The defendants had obtained accreditation from the Centers for Disease Control and Prevention’s (CDC) Clinical Laboratory Improvement Amendments (CLIA) for two laboratories, claiming they were for human tissue anal sis and testing. The scheme began in 2014, with the labs operating as separate entities but concealing that they were in the same building, shared a part-time employee, and used the same equipment.

The defendants misrepresented their operations in CLIA applications by altering one lab’s testing hours to avoid overlap and maintaining separate logs, despite all tests being conducted at the same facility. They hid their co-ownership and profit-sharing arrangement from Medicare, Medicaid, and private insurers, cross-referring tests like urine specimens between labs.

They also concealed that their labs lacked necessary equipment for specialized analyses, outsourcing these tests to external labs despite knowing that Medicare, Medicaid, and many private insurers prohibit “pass-through billing.” When insurers scrutinized their claims and refused payment, the defendants created a third lab company solely for billing purposes, using a CLIA number from one of the other labs.

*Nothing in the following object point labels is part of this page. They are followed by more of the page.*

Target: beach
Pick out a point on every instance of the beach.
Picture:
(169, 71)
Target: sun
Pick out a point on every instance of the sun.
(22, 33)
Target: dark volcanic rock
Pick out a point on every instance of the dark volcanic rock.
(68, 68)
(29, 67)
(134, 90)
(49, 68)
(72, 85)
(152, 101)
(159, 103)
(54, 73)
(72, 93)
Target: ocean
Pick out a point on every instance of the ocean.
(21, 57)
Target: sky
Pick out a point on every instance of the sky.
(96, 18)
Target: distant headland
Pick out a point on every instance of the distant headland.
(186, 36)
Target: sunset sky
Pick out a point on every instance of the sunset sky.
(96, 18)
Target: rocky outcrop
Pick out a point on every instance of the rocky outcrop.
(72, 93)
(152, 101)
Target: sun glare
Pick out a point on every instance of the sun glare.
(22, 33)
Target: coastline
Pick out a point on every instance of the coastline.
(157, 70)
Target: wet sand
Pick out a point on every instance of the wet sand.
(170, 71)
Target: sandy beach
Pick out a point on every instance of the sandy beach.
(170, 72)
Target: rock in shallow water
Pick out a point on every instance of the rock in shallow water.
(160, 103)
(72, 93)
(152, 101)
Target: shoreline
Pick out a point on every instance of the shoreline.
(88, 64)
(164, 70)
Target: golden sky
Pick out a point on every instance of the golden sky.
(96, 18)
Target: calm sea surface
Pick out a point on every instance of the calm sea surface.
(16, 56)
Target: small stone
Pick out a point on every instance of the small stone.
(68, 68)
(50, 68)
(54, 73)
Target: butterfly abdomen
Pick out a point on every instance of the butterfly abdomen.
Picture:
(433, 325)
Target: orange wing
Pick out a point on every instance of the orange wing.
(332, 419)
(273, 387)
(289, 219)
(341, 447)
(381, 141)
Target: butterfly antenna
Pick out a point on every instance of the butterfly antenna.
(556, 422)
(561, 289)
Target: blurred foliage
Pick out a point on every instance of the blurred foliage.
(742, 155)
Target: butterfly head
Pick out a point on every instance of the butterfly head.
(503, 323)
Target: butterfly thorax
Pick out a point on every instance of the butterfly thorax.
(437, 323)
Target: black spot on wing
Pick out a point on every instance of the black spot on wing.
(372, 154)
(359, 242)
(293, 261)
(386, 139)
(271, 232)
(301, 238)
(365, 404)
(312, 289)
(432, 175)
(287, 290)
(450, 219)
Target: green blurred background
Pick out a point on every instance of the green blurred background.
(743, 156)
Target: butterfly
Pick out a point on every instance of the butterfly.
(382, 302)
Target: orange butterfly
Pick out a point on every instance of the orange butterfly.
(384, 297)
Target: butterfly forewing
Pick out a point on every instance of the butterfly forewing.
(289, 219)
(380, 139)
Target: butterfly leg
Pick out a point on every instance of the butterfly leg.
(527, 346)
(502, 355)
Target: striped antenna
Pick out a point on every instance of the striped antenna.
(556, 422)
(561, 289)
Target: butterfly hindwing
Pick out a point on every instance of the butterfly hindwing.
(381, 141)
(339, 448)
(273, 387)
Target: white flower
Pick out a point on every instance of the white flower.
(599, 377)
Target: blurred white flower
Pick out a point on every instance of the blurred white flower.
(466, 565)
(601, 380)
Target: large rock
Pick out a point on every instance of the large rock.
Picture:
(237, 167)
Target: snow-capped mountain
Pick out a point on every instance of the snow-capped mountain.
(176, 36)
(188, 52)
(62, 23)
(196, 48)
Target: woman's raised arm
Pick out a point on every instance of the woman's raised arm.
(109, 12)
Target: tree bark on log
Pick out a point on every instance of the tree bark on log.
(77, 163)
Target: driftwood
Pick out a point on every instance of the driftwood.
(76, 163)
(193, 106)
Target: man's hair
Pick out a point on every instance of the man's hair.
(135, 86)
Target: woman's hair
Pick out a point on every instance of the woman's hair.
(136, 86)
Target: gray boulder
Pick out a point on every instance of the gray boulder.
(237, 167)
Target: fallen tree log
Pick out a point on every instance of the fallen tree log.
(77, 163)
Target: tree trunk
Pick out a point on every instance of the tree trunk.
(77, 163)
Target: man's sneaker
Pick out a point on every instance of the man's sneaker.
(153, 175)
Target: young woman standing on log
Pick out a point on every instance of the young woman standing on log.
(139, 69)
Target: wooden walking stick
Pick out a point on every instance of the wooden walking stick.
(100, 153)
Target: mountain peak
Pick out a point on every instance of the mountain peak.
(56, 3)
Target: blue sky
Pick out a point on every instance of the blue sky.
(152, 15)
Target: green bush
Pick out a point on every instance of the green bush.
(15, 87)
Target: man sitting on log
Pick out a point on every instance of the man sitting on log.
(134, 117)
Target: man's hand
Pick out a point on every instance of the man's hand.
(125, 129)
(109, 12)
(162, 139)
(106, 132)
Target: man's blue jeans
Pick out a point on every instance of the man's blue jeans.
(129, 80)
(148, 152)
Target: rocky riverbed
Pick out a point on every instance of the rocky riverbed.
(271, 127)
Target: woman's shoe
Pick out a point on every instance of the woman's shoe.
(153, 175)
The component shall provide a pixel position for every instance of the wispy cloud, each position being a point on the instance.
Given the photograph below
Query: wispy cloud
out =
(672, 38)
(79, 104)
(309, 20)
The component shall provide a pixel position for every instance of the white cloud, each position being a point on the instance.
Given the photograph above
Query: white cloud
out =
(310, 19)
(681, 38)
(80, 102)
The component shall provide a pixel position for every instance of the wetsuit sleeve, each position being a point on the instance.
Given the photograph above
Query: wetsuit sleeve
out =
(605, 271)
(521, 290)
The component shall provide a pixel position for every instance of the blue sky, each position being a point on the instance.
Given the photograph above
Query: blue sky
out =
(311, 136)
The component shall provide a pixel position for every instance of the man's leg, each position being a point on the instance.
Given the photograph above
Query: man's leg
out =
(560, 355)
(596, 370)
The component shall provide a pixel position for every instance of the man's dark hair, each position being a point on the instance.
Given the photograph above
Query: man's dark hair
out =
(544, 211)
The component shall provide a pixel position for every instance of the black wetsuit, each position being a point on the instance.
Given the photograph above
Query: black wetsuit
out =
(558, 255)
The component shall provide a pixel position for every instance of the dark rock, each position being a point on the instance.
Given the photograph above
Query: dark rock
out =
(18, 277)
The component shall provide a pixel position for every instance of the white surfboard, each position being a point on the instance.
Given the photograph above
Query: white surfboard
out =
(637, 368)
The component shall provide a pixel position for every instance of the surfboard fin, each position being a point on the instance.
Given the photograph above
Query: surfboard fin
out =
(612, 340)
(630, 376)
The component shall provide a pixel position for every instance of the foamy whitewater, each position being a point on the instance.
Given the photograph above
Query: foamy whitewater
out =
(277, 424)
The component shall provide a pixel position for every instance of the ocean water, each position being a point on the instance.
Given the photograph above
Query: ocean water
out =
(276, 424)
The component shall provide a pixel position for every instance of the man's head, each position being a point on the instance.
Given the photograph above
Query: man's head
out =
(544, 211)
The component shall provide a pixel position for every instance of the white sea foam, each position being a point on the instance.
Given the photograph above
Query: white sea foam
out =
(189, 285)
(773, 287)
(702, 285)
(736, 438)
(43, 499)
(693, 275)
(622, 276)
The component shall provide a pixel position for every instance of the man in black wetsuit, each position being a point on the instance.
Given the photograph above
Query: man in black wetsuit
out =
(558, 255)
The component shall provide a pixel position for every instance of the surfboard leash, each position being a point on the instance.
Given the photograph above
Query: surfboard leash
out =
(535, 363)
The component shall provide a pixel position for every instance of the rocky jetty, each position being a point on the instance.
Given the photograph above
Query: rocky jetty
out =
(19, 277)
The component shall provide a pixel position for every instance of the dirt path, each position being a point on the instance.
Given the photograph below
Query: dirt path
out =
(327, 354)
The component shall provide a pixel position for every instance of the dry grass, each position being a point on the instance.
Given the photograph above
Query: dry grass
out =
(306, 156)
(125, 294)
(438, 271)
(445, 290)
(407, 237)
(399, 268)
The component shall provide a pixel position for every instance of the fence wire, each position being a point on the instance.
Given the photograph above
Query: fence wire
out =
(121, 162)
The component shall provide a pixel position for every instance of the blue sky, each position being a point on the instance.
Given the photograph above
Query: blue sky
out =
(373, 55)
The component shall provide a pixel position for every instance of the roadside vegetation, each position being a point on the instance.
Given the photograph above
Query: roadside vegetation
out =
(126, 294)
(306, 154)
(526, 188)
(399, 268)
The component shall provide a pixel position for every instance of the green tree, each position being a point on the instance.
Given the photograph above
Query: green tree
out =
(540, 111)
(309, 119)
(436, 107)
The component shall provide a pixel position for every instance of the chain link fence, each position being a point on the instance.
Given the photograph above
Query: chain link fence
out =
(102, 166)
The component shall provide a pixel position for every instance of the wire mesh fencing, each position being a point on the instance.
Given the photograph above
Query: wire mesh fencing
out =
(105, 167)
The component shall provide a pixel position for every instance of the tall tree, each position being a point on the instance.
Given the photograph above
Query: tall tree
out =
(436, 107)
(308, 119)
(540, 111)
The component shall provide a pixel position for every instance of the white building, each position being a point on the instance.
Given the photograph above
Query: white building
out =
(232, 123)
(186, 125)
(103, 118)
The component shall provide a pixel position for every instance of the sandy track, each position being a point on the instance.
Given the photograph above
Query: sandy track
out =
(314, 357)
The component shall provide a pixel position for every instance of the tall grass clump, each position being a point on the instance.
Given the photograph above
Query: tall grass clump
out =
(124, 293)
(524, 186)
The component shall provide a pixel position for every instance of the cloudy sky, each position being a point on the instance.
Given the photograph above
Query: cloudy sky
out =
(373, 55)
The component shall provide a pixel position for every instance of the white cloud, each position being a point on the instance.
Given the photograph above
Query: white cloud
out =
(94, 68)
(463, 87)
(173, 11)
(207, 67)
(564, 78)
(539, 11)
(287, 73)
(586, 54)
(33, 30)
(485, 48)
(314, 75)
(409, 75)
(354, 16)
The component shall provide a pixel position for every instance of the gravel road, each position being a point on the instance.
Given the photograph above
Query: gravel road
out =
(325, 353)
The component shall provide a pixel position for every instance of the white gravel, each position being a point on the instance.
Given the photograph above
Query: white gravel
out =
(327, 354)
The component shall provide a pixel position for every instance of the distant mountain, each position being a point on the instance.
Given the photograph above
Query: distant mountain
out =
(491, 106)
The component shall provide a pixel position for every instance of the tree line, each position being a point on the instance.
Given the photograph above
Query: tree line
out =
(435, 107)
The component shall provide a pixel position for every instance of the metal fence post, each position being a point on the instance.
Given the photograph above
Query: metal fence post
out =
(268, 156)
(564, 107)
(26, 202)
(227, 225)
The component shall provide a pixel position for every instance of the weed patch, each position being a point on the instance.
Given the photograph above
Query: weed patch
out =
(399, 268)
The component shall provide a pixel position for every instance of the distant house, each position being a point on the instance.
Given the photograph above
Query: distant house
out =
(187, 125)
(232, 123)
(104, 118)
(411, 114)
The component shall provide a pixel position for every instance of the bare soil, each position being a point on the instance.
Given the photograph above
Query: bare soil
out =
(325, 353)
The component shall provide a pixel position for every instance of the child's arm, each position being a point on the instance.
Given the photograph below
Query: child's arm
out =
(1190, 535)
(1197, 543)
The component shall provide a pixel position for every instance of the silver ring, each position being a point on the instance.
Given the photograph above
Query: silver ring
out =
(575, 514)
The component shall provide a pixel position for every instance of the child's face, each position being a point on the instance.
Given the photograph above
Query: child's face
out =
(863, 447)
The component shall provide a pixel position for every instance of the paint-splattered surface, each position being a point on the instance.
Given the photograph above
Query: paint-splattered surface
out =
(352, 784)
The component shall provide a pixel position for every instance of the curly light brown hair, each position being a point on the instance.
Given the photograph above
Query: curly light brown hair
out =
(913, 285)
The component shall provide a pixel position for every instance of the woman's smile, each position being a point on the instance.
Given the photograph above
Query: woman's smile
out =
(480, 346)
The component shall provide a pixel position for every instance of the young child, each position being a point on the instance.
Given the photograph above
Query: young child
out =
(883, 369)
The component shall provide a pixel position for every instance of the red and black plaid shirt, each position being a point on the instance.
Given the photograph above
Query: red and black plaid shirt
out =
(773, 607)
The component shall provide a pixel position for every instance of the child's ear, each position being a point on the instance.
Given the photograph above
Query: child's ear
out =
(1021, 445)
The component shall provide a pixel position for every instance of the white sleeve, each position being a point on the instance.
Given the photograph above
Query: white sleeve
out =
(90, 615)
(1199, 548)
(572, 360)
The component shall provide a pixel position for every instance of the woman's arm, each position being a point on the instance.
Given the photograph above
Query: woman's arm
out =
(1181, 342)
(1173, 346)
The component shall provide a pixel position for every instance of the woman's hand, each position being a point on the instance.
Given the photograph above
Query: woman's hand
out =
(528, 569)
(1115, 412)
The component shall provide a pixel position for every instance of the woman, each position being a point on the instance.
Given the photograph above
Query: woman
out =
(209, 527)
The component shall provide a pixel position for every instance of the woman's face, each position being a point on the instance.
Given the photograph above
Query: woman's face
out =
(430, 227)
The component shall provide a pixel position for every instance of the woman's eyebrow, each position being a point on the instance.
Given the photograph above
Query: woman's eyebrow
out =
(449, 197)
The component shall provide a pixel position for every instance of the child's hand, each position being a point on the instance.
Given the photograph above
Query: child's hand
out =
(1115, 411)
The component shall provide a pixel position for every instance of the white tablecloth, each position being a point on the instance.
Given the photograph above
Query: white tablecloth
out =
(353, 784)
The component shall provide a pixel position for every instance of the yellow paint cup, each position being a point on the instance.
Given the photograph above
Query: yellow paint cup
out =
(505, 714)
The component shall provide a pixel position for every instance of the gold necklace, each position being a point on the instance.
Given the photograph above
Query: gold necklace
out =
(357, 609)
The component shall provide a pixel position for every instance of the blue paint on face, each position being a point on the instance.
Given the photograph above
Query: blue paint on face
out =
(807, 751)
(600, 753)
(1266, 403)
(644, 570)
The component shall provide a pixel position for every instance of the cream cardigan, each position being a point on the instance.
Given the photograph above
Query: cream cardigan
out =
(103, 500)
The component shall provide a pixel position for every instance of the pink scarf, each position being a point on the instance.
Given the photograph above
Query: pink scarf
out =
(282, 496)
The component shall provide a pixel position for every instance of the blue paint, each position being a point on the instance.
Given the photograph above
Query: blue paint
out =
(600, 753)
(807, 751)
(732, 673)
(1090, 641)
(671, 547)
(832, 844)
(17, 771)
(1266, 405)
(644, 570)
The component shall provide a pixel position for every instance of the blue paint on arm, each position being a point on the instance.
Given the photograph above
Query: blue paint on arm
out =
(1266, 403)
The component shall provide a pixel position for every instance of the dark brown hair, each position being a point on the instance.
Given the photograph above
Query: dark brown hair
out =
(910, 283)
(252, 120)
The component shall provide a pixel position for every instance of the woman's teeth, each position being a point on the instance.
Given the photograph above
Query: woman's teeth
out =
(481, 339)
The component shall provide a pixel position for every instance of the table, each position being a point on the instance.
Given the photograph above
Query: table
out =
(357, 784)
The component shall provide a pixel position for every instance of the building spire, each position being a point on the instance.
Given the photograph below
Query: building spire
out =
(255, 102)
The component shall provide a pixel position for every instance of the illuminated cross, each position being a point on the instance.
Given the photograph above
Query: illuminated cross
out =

In several instances, each lab submitted claims for testing the same specimen from the same individual on the same day, a practice known as “split-billing.” This generated $1.4 million from pass-through billing and $2.4 million from split billing from Medicare, Medicaid, and private insurers.

Compliance Perspective

Issue

Healthcare fraud can involve medical providers, company owners, patients, and others who intentionally deceive the healthcare system to obtain unlawful benefits or payments. Submitting false or fraudulent claims to Medicare or Medicaid is illegal. Filing false claims may result in fines of up to three times the programs’ loss plus $11,000 per claim filed. Under the civil False Claims Act, each billed item or service to Medicare or Medicaid counts as a separate claim, which means fines can accumulate quickly. The Office of Inspector General (OIG) strongly encourages nursing facilities to implement comprehensive procedures to ensure that services are provided at the appropriate quality and level and are delivered as ordered and reported in reimbursement claims. Accurate documentation at the time of service is essential to support billing. Facility staff should be knowledgeable in identifying and reporting suspicious billing practices. Additionally, a nonretaliatory environment for reporting suspicious billing practices is mandatory for all facilities.

Discussion Points

    • Regularly review and update your policies and procedures for preventing and reporting false claims and suspicious billing practices. Ensure that they reflect current regulations and best practices.
    • Train all staff on what constitutes a false claim, how to recognize suspicious billing practices, and the importance of prompt reporting. Emphasize that reporting concerns is mandatory. Document that these trainings occurred, and file the signed documents in each employee’s education file.
    • Periodically perform audits to ensure all staff are aware of their responsibility to identify compliance and ethics concerns and to promptly report violations to their supervisor, the compliance and ethics officer, or via the anonymous hotline. Perform Triple Checks for all Medicare Part A claims prior to submission to ensure that medical necessity is supported by appropriate documentation, and that services meet skilled care requirements.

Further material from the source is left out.